When you first start a job, it’s important to understand the terms and conditions of your employment. Usually, your job terms are outlined in a written statement of employment. In this guide, we will explain what you need to know about this document.

What is a Written Statement of Employment and Who is it For?

A written statement of employment is a formal document that outlines the key terms and conditions of employment such as pay and working hours. It’s a reference point for both employers and employees to provide clarity and mutual understanding of the employment relationship.

This document is required for employees of all levels, including full-time, part-time, temporary, and fixed-term positions. It’s normally provided at the start of employment.

Why is a Written Statement Important?

A written statement is important for both employees and employers mainly due to its role in providing clarity and establishing legal protection.

For employees, having a written record of their employment terms ensures they understand their rights, responsibilities, and benefits from the start. This therefore helps prevent any misunderstandings about the expectations of their role.

For employers, a written statement is a clear guidance on managing and meeting the expectations of their workforce which enhances the organisation and harmony of the workplace.

When it comes to legal action, a written statement also acts as a binding document that protects both employers and employees if a dispute arises. For example, disagreements over job duties, salary, or working conditions.

Who Needs a Written Statement?

Both employers and employees including workers need a written statement so they have a clear understanding of the terms of employment. Employers are legally required to provide this document to every employee and worker, regardless of the duration of their employment on or before the individual’s first day of work.

Everything in this document must also follow the Employment Rights Act 1996 which mandates that all details in the written statement must comply with the law to protect workers’ rights. For example, it ensures that someone over the age of 22 can be paid less than minimum wage as this is against the law.

What’s Included in a Written Statement?

A written statement of employment usually includes details that clarify the terms and conditions of employment. These details are:

  • Personal information such as employee name, job title, and start date.
  • Job description including their roles and responsibilities
  • Employment terms including the type of employment, whether it’s permanent or temporary for example
  • Information on salary and benefits including how often they will be paid, health insurance, pension information, and commissions
  • The expected working hours including flexibility agreements and shift patterns
  • Holiday entitlement and how it’s calculated if a worker or employee leaves
  • Sick leave and pay
  • The duration of any probationary period
  • The notice period required by both employer and employee in case of termination or resignation
  • An outline of any disciplinary and grievance procedures

Although this is a list of the key details, more could be included. This ensures clarity, fairness, and legal compliance in the employment relationship.

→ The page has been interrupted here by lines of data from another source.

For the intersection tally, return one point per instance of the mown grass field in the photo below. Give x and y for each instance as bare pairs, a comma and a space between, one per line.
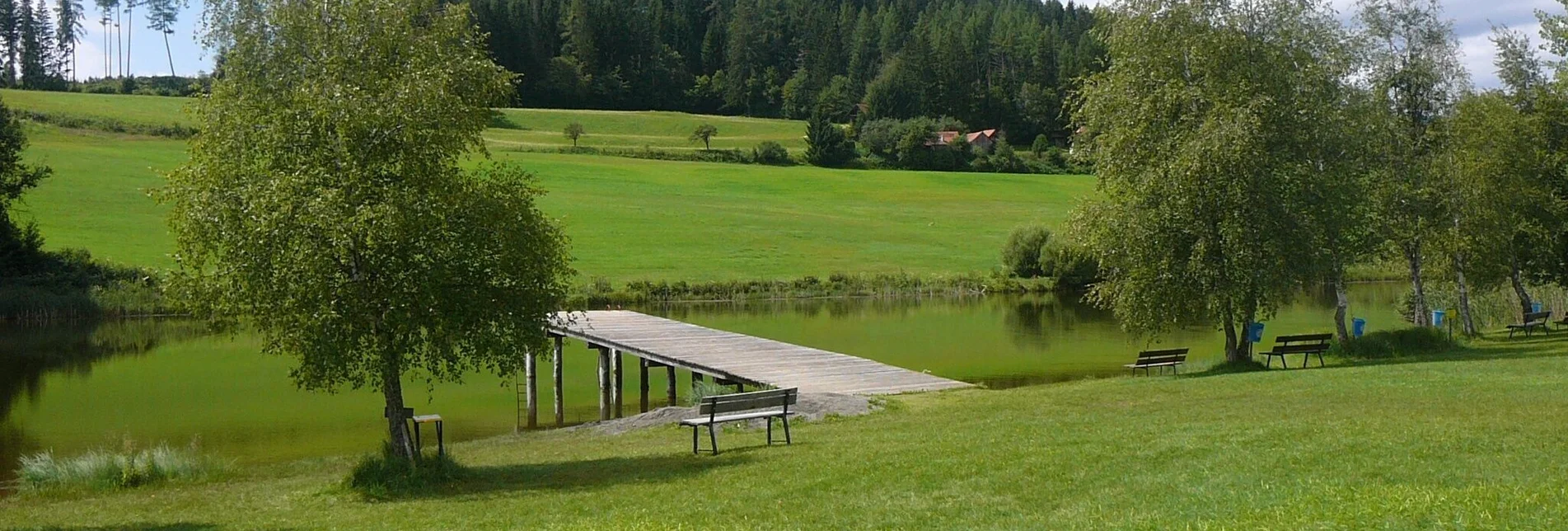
517, 128
1471, 440
628, 219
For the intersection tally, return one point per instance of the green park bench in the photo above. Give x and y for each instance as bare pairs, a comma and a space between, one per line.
1535, 319
1305, 345
741, 407
1159, 359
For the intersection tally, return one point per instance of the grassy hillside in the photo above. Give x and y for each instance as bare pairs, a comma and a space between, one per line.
152, 110
517, 129
541, 128
628, 219
1468, 442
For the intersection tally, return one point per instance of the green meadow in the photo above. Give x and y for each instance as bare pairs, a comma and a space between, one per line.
1468, 440
628, 219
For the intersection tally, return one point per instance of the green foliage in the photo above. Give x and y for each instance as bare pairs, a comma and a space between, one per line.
836, 101
573, 131
326, 204
770, 153
1040, 147
391, 475
1070, 265
19, 244
1208, 211
826, 145
704, 134
107, 125
71, 284
1396, 345
1415, 76
113, 470
1023, 250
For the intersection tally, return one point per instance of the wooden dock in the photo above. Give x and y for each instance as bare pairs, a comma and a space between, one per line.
729, 359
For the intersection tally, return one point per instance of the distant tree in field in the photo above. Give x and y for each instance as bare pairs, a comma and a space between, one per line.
107, 10
326, 204
19, 244
161, 15
836, 101
826, 145
40, 59
68, 31
1205, 159
574, 131
1023, 248
706, 134
1415, 73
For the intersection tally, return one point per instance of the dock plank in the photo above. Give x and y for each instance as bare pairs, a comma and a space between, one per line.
743, 359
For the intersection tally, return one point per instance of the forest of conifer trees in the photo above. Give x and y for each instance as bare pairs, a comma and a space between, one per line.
988, 63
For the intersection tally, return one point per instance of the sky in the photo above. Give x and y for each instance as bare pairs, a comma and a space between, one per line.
1472, 21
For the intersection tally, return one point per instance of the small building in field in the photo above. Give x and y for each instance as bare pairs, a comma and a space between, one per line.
982, 140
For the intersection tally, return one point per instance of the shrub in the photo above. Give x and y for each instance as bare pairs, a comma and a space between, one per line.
1040, 147
391, 475
1396, 343
1071, 266
826, 145
113, 470
1021, 251
770, 153
880, 137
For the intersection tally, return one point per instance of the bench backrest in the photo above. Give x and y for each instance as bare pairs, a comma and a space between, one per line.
1156, 357
748, 401
1305, 338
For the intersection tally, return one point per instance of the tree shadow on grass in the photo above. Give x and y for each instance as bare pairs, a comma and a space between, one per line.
574, 475
137, 527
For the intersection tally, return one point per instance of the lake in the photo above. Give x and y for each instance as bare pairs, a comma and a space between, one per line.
77, 387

What If a Change is Needed in the Written Terms?

If changes are made to an employee’s main employment terms, the employer is legally required to put these changes in writing like a letter or email. This practice ensures clarity and reduces the likelihood of misunderstandings or disputes.

While updating the written statement of employment is optional for the employer, they must legally provide written documentation of the changes within one month of the change being implemented.

What Happens If I Haven’t Received My Written Statement?

If you haven’t received your written statement since starting your role, begin by addressing the issue informally with your employer. If this approach does not lead to a resolution, you may need to escalate the matter by filing a formal complaint. Should the issue remain unresolved, you have the option to take your case to an employment tribunal, where you may be entitled to compensation.

Is a Written Statement Different to an Employment Contract?

Although similar, a written statement and an employment contract are different. A written statement of employment is a document that includes essential terms like job title, pay, and working hours. An employment contract, on the other hand, is a more comprehensive agreement that goes beyond the statutory requirements. it details specific duties, responsibilities, and other negotiated terms.